Nine INSIG workers were detained on March 1, and one was released two days later.
In a statement, the IFTU described the workers’ detention as “hostage taking” by the private owner of the steel mill and security forces of Ahvaz, southwestern Iran, to force the workers to continue working without their overdue wages being paid.
Nearly 4,000 INSIG workers have been on strike for more than two weeks. They are demanding two months’ delayed wages and bonuses.
“The workers are expecting the employer to pay their rightful claims, and they have no work to do due to a lack of financial resources and the raw materials needed for production,” said Ahmed Shajirati, a labor official for Khuzestan Province, on March 3.
The head of the judiciary in the province, Farhad Afsharnia, however, said the protests “do not comply with the law” and said, “Our patience is limited, and if the protest assemblies persist, we have to deal with the other workers, as well.”
This statement shows that the trade union claim of "hostage taking" by authorities is not too much off the mark.
Speaking to the state-run Iran Students News Agency (ISNA), Afsharnia said that officials have heard the workers’ complaints and “continued protests are not right.”
Without referring to the delayed wages or poor living conditions, Afsharnia said, “A company can pay its staff and workers their salaries only when they have production.”
In recent years, hundreds of workers have been detained for demanding delayed wages and unfulfilled rights across Iran.
However, in the heat of momentous labor protests over delayed salaries and a debate over a minimum wage, Supreme Leader Ayatollah Ali Khamenei accused “enemies” of fomenting discord among Iran’s work force.
“One of the major activities of our enemies has been to create a recession and obstacles in our factories and among our groups of laborers -- particularly the big ones -- so they can provoke the workers,” Khamenei said on February 5.
He praised Iranian workers for their firm support of the 1979 Islamic Revolution, saying, “Our workers have always stood firm.

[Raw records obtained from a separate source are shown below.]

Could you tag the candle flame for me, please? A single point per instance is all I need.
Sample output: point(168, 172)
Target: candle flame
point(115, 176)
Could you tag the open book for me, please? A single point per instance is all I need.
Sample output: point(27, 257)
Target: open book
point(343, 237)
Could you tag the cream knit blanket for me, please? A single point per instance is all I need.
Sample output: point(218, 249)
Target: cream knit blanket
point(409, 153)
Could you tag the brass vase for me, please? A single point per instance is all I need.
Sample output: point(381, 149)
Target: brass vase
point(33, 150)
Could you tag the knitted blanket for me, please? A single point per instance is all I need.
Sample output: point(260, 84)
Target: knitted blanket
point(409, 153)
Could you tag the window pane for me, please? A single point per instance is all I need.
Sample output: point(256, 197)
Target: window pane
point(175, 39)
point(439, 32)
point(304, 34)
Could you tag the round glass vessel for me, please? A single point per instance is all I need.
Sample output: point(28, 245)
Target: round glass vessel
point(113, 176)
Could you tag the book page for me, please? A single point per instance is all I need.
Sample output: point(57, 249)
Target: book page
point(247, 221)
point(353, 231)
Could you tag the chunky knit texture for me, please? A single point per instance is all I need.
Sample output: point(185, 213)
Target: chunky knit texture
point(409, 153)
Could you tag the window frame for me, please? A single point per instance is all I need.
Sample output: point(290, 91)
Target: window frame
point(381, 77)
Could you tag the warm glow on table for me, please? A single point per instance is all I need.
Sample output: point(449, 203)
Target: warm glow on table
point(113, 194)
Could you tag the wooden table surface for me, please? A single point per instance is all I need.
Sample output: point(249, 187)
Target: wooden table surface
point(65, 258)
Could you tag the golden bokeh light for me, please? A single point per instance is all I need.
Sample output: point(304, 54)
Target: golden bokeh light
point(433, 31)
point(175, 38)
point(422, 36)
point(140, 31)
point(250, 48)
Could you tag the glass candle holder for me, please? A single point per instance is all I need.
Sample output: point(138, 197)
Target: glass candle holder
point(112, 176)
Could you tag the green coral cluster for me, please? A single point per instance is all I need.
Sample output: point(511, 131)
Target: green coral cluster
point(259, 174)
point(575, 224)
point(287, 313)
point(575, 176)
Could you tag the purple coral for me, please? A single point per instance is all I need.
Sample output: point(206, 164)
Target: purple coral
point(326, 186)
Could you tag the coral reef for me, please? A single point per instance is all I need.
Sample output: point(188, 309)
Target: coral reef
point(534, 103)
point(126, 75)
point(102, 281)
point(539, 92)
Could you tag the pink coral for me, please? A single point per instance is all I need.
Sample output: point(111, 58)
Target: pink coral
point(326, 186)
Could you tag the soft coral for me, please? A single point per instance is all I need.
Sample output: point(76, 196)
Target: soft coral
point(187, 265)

They have always rejected the enemy in an insightful manner.”
The “enemy,” as a rule, is a word used by Iranian authorities to denote the United States or Israel.

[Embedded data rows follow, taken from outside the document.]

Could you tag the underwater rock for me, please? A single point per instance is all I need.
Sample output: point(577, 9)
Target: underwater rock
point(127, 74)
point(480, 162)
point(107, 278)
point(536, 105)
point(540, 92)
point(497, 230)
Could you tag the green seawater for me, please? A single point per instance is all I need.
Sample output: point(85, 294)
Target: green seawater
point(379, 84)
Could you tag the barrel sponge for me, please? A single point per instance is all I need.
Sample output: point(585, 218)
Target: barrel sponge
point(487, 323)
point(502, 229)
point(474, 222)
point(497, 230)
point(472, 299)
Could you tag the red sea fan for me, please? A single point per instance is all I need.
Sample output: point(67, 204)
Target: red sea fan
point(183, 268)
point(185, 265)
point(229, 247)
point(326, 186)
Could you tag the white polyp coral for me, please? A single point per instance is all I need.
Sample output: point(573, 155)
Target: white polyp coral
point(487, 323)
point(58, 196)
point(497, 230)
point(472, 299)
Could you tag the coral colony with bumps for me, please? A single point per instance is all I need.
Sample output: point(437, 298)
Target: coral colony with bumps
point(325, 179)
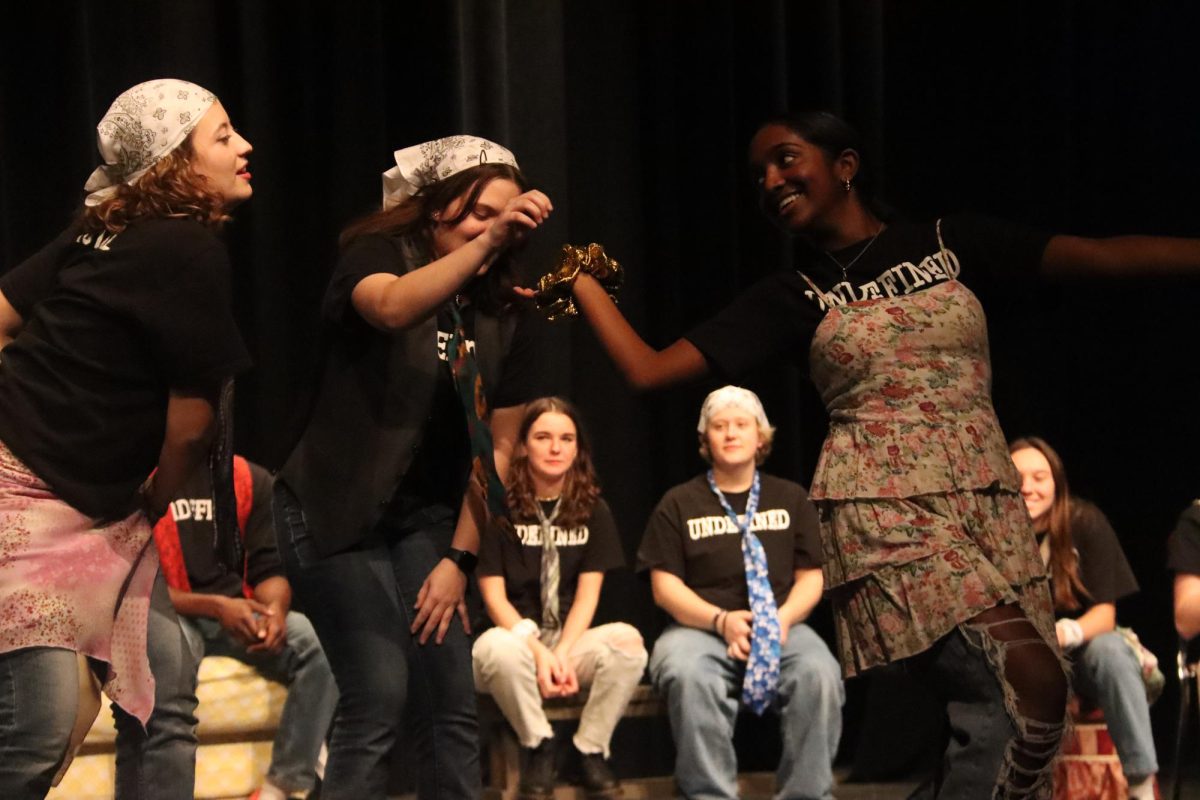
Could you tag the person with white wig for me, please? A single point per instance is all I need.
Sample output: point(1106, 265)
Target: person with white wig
point(119, 344)
point(429, 362)
point(735, 558)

Without reference to the current widespread labor protests or the fact that many labor activists were arrested, forced into exile, or executed during the 1980s, Khamenei maintained, “Anti-revolutionaries have failed to agitate workers against the Islamic Republic.”
Iranian workers have argued that the official monthly minimum wage is not even enough to cover 10 days of expenses.

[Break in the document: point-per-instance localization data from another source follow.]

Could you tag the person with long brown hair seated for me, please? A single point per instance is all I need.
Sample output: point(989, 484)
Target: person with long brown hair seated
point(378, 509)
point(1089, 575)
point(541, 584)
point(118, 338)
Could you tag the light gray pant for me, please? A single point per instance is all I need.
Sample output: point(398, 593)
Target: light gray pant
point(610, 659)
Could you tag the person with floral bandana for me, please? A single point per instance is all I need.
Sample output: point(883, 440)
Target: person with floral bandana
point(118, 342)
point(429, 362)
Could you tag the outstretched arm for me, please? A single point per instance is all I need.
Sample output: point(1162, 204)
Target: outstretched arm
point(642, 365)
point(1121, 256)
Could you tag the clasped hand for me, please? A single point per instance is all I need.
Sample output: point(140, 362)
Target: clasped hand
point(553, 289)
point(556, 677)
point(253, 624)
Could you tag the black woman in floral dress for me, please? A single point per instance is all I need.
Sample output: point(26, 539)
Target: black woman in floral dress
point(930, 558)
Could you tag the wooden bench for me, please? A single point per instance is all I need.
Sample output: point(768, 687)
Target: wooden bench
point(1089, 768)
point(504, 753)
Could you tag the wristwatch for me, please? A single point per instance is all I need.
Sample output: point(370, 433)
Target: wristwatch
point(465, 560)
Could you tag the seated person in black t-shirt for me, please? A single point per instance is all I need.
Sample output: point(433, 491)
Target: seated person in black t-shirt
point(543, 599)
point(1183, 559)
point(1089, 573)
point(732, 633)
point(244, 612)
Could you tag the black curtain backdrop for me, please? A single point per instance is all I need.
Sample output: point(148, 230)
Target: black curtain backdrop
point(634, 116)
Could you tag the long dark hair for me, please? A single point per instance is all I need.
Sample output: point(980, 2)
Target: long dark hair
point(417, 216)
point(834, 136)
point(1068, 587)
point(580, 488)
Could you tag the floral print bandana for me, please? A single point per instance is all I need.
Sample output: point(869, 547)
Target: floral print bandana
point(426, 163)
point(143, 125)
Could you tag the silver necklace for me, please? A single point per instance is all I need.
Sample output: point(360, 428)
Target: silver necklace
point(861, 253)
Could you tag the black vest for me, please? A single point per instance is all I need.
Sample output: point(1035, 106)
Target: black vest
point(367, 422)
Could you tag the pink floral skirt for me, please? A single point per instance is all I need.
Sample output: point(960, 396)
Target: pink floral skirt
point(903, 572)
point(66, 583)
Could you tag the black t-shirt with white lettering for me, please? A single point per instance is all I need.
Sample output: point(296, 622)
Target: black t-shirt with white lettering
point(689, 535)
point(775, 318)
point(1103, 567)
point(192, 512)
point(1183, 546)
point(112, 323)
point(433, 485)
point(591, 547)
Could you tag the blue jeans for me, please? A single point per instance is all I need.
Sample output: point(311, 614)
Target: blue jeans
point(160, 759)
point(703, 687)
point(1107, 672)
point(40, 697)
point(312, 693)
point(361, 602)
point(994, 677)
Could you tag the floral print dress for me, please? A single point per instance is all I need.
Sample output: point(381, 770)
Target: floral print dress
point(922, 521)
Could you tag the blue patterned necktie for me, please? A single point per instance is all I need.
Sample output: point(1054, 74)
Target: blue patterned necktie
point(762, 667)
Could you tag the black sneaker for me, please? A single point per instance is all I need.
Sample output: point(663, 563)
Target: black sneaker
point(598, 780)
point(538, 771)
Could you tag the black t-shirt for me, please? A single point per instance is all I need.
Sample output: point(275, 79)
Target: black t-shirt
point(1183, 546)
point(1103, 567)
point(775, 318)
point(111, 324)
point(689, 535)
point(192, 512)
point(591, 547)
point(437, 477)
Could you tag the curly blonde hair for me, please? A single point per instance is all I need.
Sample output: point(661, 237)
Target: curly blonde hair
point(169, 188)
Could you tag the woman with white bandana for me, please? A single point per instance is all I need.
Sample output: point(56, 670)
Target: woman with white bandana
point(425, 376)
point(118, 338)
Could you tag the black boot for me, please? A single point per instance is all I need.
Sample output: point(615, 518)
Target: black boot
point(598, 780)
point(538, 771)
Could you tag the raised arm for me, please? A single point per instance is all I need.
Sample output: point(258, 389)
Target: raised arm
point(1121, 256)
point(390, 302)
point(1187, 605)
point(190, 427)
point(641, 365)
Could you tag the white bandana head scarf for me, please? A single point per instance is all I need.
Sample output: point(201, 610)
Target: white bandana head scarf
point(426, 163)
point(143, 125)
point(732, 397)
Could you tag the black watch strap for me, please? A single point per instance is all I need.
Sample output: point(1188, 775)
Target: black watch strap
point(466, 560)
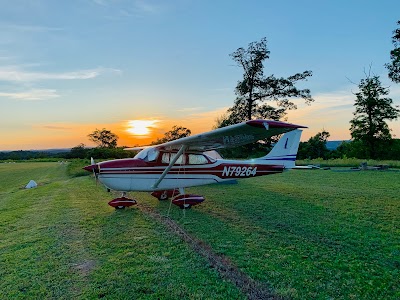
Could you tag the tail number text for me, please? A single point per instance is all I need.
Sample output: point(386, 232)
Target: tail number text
point(239, 171)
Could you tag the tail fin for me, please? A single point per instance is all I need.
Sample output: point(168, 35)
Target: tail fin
point(285, 150)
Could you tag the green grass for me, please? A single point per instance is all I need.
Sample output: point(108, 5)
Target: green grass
point(310, 234)
point(314, 234)
point(62, 240)
point(347, 162)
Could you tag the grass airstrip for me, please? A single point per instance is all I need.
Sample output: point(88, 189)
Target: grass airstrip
point(314, 234)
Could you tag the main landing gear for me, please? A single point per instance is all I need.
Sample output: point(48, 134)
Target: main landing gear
point(179, 198)
point(122, 202)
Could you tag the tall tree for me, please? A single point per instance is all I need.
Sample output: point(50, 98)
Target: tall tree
point(373, 109)
point(255, 88)
point(394, 66)
point(175, 133)
point(315, 147)
point(104, 138)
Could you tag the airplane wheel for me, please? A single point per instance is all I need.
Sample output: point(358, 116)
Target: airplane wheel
point(163, 196)
point(185, 206)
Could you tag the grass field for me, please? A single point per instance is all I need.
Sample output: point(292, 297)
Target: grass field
point(315, 234)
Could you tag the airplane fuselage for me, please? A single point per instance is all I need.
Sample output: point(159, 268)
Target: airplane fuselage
point(136, 174)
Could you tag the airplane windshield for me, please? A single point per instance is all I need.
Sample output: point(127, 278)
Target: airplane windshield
point(149, 154)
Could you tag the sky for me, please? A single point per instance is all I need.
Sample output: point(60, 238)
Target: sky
point(138, 67)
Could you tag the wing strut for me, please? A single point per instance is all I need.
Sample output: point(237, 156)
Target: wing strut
point(171, 163)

The current monthly minimum wage in Iran is roughly $200 and was set two years ago. The independent trade unions say $1,050 per month is needed for the Minimum Expenditure Basket (MEB), defined by the United Nations as goods a household requires to meet basic needs.
Furthermore, according to labor activists, the protracted nonpayment of workers’ salaries is one of the major problems facing Iranian workers. The problem has led to labor unrest in various parts of Iran.